The reason combat is so annoying then is the same reason much of the game becomes a frustrating slog the further you progress: it keeps slowing you down. There is also the added fact that combat, while technically functional, is horrifically clunky and unsatisfying, with kicks and punches being by far the least controlled actions you perform in the game, and the gunplay feeling loose and awkward (which is especially strange given DICE’s shooter roots). It all feels like a last second inclusion, as if someone high up at EA saw the game running and became worried that no one would buy a game without combat. One can only speculate as to the various hierarchies at play in Mirror’s Edge’s development, but that doesn’t change how wholly alien the combat feels to the rest of the game, and its inclusion means that at some point development time was being allocated to it over the rest of the game (the end result being the game we received).

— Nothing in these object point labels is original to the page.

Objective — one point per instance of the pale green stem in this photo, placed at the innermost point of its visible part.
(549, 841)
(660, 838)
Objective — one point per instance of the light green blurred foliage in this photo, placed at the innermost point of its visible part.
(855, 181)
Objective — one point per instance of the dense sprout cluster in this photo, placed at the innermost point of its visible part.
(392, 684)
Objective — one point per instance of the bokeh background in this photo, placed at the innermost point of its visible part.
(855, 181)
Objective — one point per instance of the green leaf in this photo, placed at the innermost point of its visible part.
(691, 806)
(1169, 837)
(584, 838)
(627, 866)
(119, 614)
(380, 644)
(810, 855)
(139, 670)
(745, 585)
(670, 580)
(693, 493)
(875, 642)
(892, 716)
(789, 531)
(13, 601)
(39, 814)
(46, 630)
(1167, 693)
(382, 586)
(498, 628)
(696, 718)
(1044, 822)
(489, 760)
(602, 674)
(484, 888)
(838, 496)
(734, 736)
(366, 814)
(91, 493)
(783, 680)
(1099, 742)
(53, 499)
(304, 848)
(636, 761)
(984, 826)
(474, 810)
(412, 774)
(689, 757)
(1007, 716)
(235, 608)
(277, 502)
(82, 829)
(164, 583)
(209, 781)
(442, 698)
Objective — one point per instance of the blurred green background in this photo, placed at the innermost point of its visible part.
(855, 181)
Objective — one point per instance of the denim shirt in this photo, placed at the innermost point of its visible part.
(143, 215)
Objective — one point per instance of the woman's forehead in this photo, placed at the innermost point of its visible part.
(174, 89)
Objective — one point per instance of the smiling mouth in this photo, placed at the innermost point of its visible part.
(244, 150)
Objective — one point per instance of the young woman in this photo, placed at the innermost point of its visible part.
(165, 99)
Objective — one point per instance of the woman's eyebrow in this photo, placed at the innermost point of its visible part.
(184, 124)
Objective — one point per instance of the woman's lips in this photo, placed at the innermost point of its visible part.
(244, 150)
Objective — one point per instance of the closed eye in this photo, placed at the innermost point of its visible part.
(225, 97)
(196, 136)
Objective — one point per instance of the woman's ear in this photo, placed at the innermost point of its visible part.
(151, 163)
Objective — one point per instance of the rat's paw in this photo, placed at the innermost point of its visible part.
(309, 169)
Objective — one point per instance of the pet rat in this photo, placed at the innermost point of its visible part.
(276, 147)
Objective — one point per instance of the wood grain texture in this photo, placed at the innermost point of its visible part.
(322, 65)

That isn’t to say that if DICE had opted-out of combat they would have been able to fix all of Mirror’s Edge’s problems, but when so much of the game feels rushed it seems hard to imagine that time couldn’t have been better spent elsewhere. The campaign itself is brief even by shooter standards at anywhere from 4-6 hours, and is made to feel more insubstantial due to being married to a narrative that is structurally akin to a show billed for 24 episodes that got cut down to 12. There is a framework here setting up a fascinating near future, where the control of information is paramount, and the only way to get messages relayed outside the government’s prying eyes is to use runners who carry them by hand. Our lead, Faith, is a quintessential sentimental rebel, enacting what eventually becomes an outright war between the city higher-ups and the runners in order to rescue her sister after being framed for a crime.

There is a lot to work with in Mirror’s Edge’s setting and premise, but events are strung together with so little continuity and character development that the result is something of a mess. Much of Mirror’s Edge’s plot seems to hint at a history that is never explained, with character relationships never getting much attention even as they switch sides at the drop of a hat without any legitimate justification. Eventually things boil down to a blur of small-scale politics with big ramifications, plot holes that make for easy conclusions, and an overarching storyline that by the end seems to have gone nowhere despite everything that unfolds. I am a sucker for Marxist dystopia and would have loved to learn more about Faith’s world and how she fits into it. It is incredibly rare we get a female lead in games, which makes it perhaps more frustrating than it would otherwise be that Mirror’s Edge does nothing much to develop Faith as a person. I appreciate her being here and DICE avoiding most of the pitfalls that developers fall into in creating female characters, but that only serves to illustrate just how dire things are in games even so many years after Mirror’s Edge’s release, that even being a lousy character in her own right Faith still constitutes one of the better leading ladies in a major release.

Mirror’s Edge is an experience that few games have come anywhere near replicating. Its blend of high-contrast visuals and a visceral sense of movement and impact can be incredibly exhilarating once you learn how to make use of what you’re given. However compelling a concept Mirror’s Edge might be though, its execution is so flawed as to make playing it often far less enjoyable than the idea of doing so. With a sequel on the horizon it will be interesting to see if DICE learned anything from Mirror’s Edge relative failure, but until then it exists more as a curiosity than a classic.